Incursão do romântico, que morreu há 150 anos, na prosa de ficção foi analisada à luz de suas influências

Antônio Soares Amora, O Estado de S. Paulo

22 de outubro de 2010 | 18h22

É sabido que Casimiro de Abreu tem particular significação, na ordem das exigencias da critica, apenas como poeta, contudo nem por isso se pode deixar de convir em que suas malogradas tentativas de ficcionista, especialmente o pequeno romance Carolina, têm bastante interesse literario.

 

Carolina, romance publicado em 12 e 13 de março de 1856, em dois folhetins do "Progresso", jornal lisboeta, desenvolve a historia de uma desgraçada moça que, tendo despertado para o namoro e para as consequentes solicitações do amor, vê-se inesperadamente abandonada por Augusto, que, apesar de todos os juramentos de paixão e de eterna fidelidade a essa paixão, põe acima de tudo, isto é, de todas as exigencias dos corações de ambos, razões praticas da vida, que o obrigam a longa ausencia no estrangeiro. Aberto o coração de Carolina às aliciantes e perturbantes emoções e sensações passionais, fácil foi entrar, nesse coração pouco depois, um novo amor; mas então, não mais de um namorado, fervoroso, contudo puro amante, e sim de um reles conquistador, Fernando, que desgraça a inexperiente Carolina: sedu-la; fá-la abandonar, tomada de vergonha e medo, a casa paterna; mantém-na como amante, pelo tempo necessario à dissimulação do crime; põe na roda o filho nascido da sedução, e por fim abandona-a, no meretrício de Lisboa. Fiel à palavra dada e a seu amor, passados dois anos regressa Augusto, para cumprir a promessa nupcial. Sabedor da fuga de Carolina com um amante, sofre todas as dores dos sentimentos traidos, e quando um dia é levado por um amigo, por fatalidade o mesmo Fernando, a um prostibulo, para esquecer suas pungentes desilusões, e convencer-se de que o amor tem de ser apenas cinica conquista de uma mulher, a quem se paga um instante de deleites, encontra a desventurada Carolina. O desenlace desse encontro dos três protagonistas, engendrado por diabolico acaso, resulta em consequencias tragicas: Fernando, sob a ameaça da agressão violenta de Augusto, revoltado até quase a insanidade ante tanta baixezaq do torpe sedutor, cai fulminado por uma apoplexia; e Augusto e Carolina desaparecem do cenario de sua tragedia.
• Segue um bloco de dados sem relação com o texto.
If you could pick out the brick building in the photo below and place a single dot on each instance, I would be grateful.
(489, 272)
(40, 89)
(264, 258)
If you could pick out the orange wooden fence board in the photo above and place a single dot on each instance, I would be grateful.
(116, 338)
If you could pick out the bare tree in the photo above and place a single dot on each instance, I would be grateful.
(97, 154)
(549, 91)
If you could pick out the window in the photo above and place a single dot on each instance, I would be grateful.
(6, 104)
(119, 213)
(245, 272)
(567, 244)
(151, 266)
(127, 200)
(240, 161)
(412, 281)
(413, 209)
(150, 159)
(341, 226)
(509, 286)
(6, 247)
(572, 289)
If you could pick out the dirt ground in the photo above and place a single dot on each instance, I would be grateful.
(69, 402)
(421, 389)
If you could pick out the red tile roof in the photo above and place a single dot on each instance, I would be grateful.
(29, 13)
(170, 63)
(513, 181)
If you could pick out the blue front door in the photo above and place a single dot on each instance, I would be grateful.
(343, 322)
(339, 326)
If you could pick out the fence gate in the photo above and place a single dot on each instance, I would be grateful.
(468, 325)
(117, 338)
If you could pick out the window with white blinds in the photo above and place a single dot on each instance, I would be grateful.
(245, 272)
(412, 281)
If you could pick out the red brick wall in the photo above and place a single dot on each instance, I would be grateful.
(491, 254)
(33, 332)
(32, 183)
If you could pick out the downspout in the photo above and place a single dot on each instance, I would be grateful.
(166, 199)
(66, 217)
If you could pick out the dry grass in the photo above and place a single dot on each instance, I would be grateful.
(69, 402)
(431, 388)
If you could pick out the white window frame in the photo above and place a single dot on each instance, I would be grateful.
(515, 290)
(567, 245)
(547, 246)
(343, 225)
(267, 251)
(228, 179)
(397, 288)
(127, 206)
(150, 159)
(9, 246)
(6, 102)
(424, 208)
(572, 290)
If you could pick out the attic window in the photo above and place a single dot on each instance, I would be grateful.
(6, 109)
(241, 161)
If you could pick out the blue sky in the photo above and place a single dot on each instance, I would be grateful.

Poucos dias depois, em Setubal, Carolina, amparada pelo consolo da religião, que lhe ministra compreensivel sacerdote, morre definhada pelo sofrimento: Augusto, que a procurara em vão, para a perdoar e compensá-la pelo amor, de tudo que padecera, tem apenas o consolo de duas cartas da infelicitada amada: uma, em que lhe conta toda sua dolorosa historia e lhe pede o perdão, que só um grande coração poderia dar; outra, escrita nos ultimos momentos de vida, com algumas linhas de derradeiro e sereno adeus.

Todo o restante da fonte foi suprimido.